PSNI investigation into Jean Smyth-Campbell murder would not be independent
From Irish Legal News, March 6, 2017:
A fresh PSNI investigation into the 1972 murder of Jean Smyth-Campbell would not meet the requirements of article 2 of the European Convention on Human Rights, the High Court in Belfast has ruled. Margaret McQuillan, sister of Ms. Smyth-Campbell, initiated judicial review proceedings against the PSNI in 2015 after documents uncovered at the National Archives linked the murder to an undercover British military unit.
On Friday, Mr. Justice Paul Maguire found that past investigations – both the original RUC investigation and a 2008 investigation by the Historical Enquiries Team – were fatally flawed. The court also agreed that the PSNI’s Legacy Investigation Branch (LIB) could not be independent for the purposes of carrying out a proper investigation in line with article 2 of the ECHR.
Mr.
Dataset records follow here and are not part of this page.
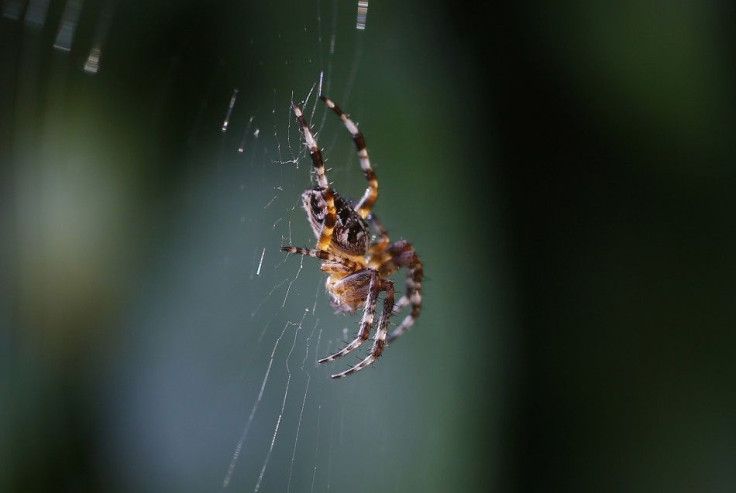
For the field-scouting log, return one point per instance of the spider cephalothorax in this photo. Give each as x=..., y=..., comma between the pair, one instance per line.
x=350, y=235
x=357, y=268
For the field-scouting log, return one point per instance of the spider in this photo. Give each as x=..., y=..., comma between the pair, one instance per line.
x=357, y=263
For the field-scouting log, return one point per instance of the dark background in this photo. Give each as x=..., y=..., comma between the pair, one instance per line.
x=583, y=156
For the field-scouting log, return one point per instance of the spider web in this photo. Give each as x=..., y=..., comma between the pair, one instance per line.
x=215, y=385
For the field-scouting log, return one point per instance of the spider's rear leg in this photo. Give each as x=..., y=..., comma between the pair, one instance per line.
x=346, y=294
x=380, y=339
x=401, y=254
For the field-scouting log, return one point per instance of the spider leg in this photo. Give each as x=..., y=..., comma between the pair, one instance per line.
x=380, y=338
x=366, y=322
x=319, y=168
x=322, y=255
x=363, y=207
x=402, y=254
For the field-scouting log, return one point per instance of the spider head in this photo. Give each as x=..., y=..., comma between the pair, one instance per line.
x=350, y=236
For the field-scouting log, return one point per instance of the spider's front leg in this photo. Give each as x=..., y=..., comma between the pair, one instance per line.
x=380, y=339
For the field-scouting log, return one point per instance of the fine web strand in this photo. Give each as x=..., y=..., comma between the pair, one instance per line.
x=301, y=410
x=283, y=404
x=239, y=446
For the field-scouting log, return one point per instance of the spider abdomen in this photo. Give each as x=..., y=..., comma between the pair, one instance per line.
x=349, y=293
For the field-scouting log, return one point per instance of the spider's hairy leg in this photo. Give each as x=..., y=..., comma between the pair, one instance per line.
x=319, y=168
x=401, y=254
x=363, y=207
x=380, y=339
x=322, y=255
x=366, y=322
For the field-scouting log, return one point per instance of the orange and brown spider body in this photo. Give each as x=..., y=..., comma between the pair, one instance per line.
x=357, y=265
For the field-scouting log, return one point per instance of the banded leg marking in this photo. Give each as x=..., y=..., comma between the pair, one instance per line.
x=364, y=206
x=365, y=323
x=319, y=168
x=379, y=341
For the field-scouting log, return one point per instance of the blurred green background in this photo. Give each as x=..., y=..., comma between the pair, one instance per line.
x=565, y=171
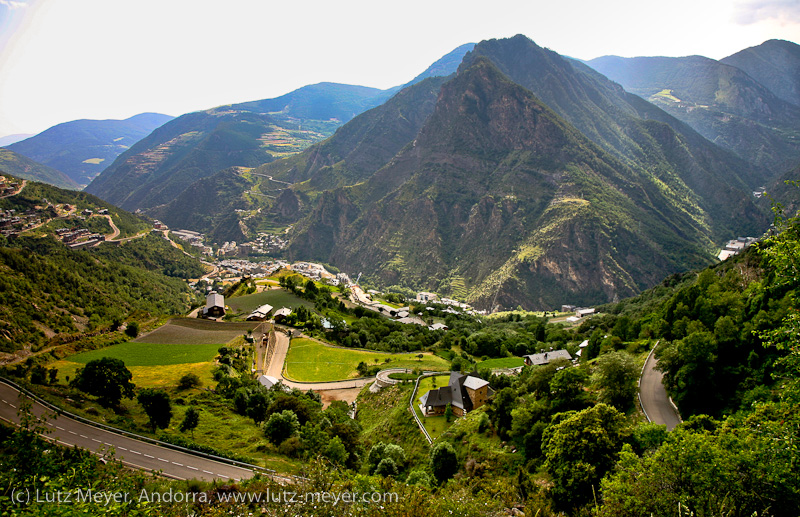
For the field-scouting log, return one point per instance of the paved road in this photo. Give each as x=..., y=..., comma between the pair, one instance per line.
x=132, y=452
x=654, y=398
x=24, y=182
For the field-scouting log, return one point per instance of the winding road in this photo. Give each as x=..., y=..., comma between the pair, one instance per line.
x=655, y=402
x=131, y=451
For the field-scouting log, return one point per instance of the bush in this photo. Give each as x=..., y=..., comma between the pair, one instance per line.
x=444, y=462
x=189, y=381
x=281, y=426
x=132, y=329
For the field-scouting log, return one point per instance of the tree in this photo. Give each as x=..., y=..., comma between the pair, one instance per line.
x=500, y=410
x=616, y=376
x=336, y=451
x=448, y=413
x=281, y=426
x=188, y=381
x=132, y=329
x=257, y=406
x=157, y=406
x=444, y=461
x=580, y=447
x=107, y=379
x=39, y=375
x=190, y=421
x=381, y=451
x=567, y=389
x=387, y=467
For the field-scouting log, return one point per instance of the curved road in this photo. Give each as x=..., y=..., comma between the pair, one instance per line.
x=655, y=402
x=132, y=452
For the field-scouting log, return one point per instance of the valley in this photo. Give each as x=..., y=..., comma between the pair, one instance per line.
x=517, y=284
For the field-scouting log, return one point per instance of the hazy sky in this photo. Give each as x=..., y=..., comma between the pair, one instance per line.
x=63, y=60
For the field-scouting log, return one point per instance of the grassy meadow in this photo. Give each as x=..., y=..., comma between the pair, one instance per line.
x=276, y=297
x=501, y=362
x=311, y=361
x=160, y=358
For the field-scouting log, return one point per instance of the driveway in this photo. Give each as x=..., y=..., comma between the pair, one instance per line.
x=655, y=402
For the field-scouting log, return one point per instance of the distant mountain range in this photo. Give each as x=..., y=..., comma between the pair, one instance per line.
x=81, y=149
x=197, y=145
x=22, y=167
x=12, y=139
x=506, y=174
x=720, y=101
x=526, y=179
x=775, y=64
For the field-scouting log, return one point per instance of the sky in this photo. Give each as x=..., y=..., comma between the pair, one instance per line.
x=63, y=60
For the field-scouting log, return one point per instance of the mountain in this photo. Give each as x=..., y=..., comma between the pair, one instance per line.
x=720, y=101
x=197, y=145
x=12, y=139
x=445, y=65
x=351, y=155
x=81, y=149
x=17, y=165
x=55, y=294
x=499, y=193
x=775, y=64
x=634, y=130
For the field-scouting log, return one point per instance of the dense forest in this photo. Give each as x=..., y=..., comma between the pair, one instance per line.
x=52, y=292
x=561, y=439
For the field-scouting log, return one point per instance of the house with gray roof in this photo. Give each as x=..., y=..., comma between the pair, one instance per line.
x=463, y=393
x=546, y=357
x=215, y=305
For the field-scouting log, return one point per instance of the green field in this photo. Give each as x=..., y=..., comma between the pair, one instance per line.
x=276, y=297
x=195, y=331
x=501, y=362
x=311, y=361
x=162, y=357
x=151, y=354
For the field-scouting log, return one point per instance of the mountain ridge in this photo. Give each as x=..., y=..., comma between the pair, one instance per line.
x=83, y=148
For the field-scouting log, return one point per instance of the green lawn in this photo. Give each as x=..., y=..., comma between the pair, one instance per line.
x=276, y=297
x=311, y=361
x=501, y=362
x=151, y=354
x=162, y=357
x=195, y=331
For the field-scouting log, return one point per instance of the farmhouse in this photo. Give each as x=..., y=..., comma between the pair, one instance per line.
x=261, y=313
x=546, y=357
x=215, y=305
x=463, y=392
x=281, y=314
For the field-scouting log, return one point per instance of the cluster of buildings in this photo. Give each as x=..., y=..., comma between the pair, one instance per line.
x=735, y=246
x=267, y=242
x=313, y=271
x=240, y=268
x=12, y=223
x=79, y=237
x=463, y=393
x=580, y=312
x=545, y=357
x=193, y=238
x=263, y=244
x=8, y=187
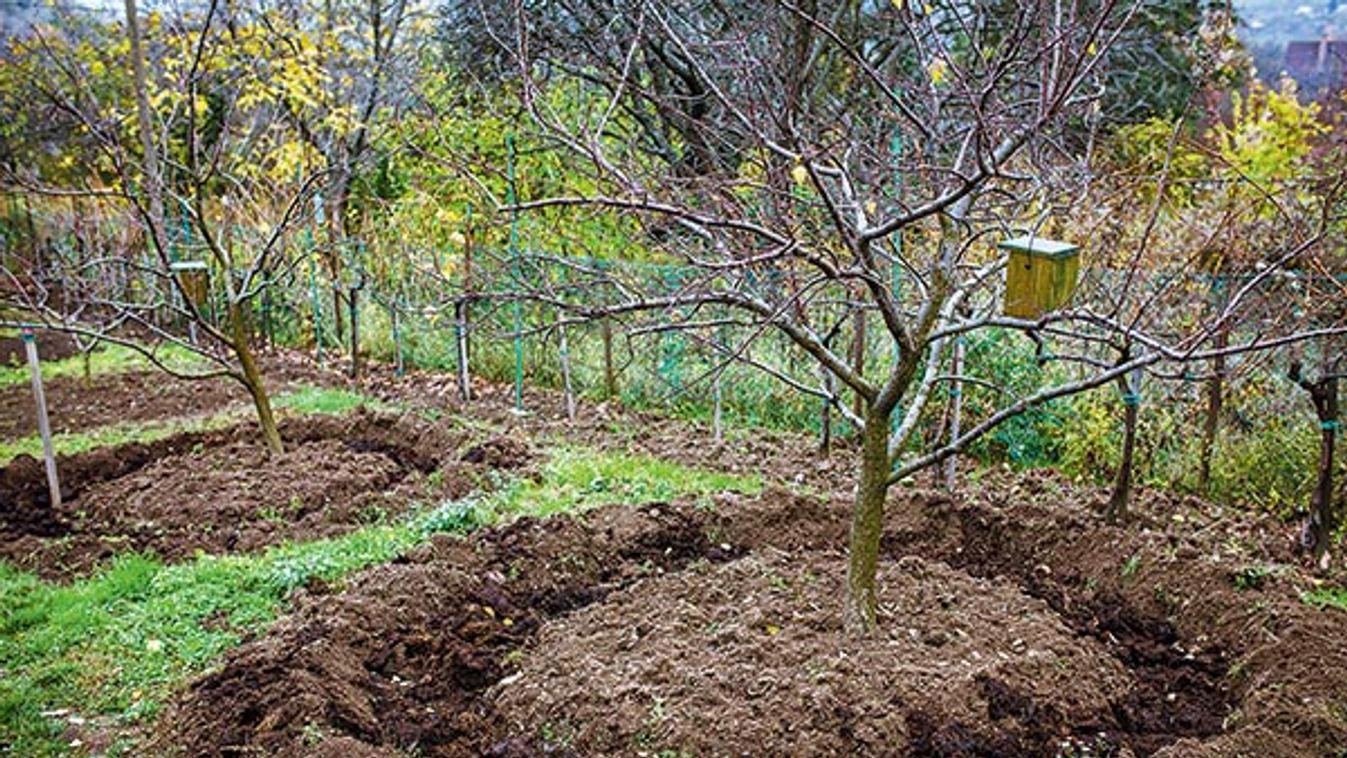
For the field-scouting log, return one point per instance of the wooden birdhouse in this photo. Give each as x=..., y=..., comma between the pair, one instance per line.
x=1041, y=275
x=193, y=276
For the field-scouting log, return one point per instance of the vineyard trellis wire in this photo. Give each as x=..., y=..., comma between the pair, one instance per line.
x=435, y=308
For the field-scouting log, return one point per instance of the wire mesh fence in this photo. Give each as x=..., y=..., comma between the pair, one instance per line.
x=445, y=308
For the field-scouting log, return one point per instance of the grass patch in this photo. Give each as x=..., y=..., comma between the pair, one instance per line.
x=1326, y=598
x=303, y=400
x=309, y=400
x=108, y=360
x=577, y=479
x=113, y=646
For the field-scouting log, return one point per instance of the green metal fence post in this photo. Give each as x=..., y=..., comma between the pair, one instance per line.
x=513, y=251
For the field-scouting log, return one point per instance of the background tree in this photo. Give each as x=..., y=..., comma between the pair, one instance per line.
x=226, y=170
x=889, y=168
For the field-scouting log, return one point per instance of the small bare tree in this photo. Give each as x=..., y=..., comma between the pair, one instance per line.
x=210, y=151
x=857, y=155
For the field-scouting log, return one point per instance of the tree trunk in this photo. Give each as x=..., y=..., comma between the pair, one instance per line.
x=826, y=414
x=951, y=465
x=1121, y=494
x=252, y=380
x=868, y=525
x=1323, y=519
x=858, y=360
x=354, y=333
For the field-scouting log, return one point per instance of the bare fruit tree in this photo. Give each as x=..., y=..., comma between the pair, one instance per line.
x=820, y=163
x=208, y=154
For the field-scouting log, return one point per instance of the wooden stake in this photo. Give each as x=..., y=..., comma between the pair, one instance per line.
x=30, y=345
x=566, y=374
x=465, y=385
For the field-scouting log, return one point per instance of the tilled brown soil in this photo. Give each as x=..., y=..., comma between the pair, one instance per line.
x=74, y=405
x=50, y=348
x=1009, y=628
x=777, y=457
x=221, y=492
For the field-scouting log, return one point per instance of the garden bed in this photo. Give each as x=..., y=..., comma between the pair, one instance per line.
x=220, y=492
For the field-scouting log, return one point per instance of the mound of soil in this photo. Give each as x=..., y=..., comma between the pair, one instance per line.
x=221, y=492
x=749, y=659
x=131, y=397
x=74, y=405
x=1012, y=626
x=402, y=660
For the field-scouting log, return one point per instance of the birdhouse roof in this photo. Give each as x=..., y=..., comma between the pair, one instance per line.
x=1039, y=247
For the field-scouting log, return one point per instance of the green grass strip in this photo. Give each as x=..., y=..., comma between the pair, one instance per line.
x=1326, y=598
x=575, y=479
x=115, y=645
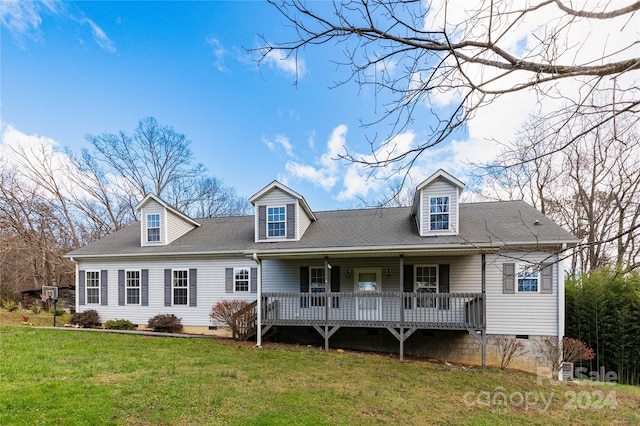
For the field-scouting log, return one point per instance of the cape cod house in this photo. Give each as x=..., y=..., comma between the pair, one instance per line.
x=440, y=278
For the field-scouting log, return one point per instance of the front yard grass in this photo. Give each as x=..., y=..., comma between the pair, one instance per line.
x=76, y=377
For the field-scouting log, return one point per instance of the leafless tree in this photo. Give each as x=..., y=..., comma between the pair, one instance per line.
x=592, y=187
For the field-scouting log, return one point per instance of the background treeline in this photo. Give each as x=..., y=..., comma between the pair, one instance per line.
x=53, y=201
x=603, y=310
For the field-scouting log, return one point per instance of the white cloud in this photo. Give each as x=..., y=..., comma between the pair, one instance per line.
x=280, y=142
x=100, y=36
x=24, y=18
x=291, y=64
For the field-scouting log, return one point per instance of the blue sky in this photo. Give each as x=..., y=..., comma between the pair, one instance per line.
x=76, y=68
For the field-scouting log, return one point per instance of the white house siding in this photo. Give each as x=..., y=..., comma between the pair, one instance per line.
x=274, y=198
x=520, y=313
x=284, y=275
x=439, y=188
x=176, y=226
x=152, y=207
x=210, y=289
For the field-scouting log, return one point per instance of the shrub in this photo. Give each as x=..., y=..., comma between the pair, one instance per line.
x=119, y=324
x=571, y=350
x=165, y=323
x=10, y=305
x=239, y=315
x=86, y=319
x=509, y=348
x=59, y=311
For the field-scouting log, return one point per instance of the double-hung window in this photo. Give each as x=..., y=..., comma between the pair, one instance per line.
x=132, y=283
x=241, y=279
x=528, y=279
x=92, y=284
x=180, y=287
x=153, y=227
x=317, y=284
x=426, y=285
x=438, y=213
x=276, y=222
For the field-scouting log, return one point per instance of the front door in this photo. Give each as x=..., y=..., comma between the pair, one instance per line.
x=367, y=284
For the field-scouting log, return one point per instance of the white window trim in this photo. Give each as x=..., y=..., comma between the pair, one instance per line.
x=284, y=221
x=86, y=286
x=520, y=267
x=415, y=283
x=248, y=280
x=448, y=228
x=158, y=228
x=173, y=287
x=126, y=287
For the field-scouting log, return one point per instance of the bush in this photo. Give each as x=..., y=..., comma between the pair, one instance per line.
x=86, y=319
x=165, y=323
x=119, y=324
x=10, y=305
x=59, y=311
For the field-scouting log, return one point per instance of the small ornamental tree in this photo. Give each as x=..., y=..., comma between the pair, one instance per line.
x=239, y=315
Justice Maguire said that “the proposed investigation by the LIB of Mrs. Smyth’s death conflicts with the requirements of Article 2 ECHR as the LIB lacks the requisite independence required to perform an Article 2 complaint investigation in respect of this death”.
Mrs. McQuillan’s lawyer, Niall Ó’Murchú of Madden & Finucane Solicitors, said: “This is a very important judgment for not only the Campbell family but also potentially many other families who are seeking properly independent and article 2 compliant investigations into their loved ones’ deaths.
“The Campbell family is very relieved that this nearly three-year battle is over. They are relieved that an investigation of Jean’s death, which does not involve the PSNI may now proceed, and they feel they finally have obtained some justice for Jean.”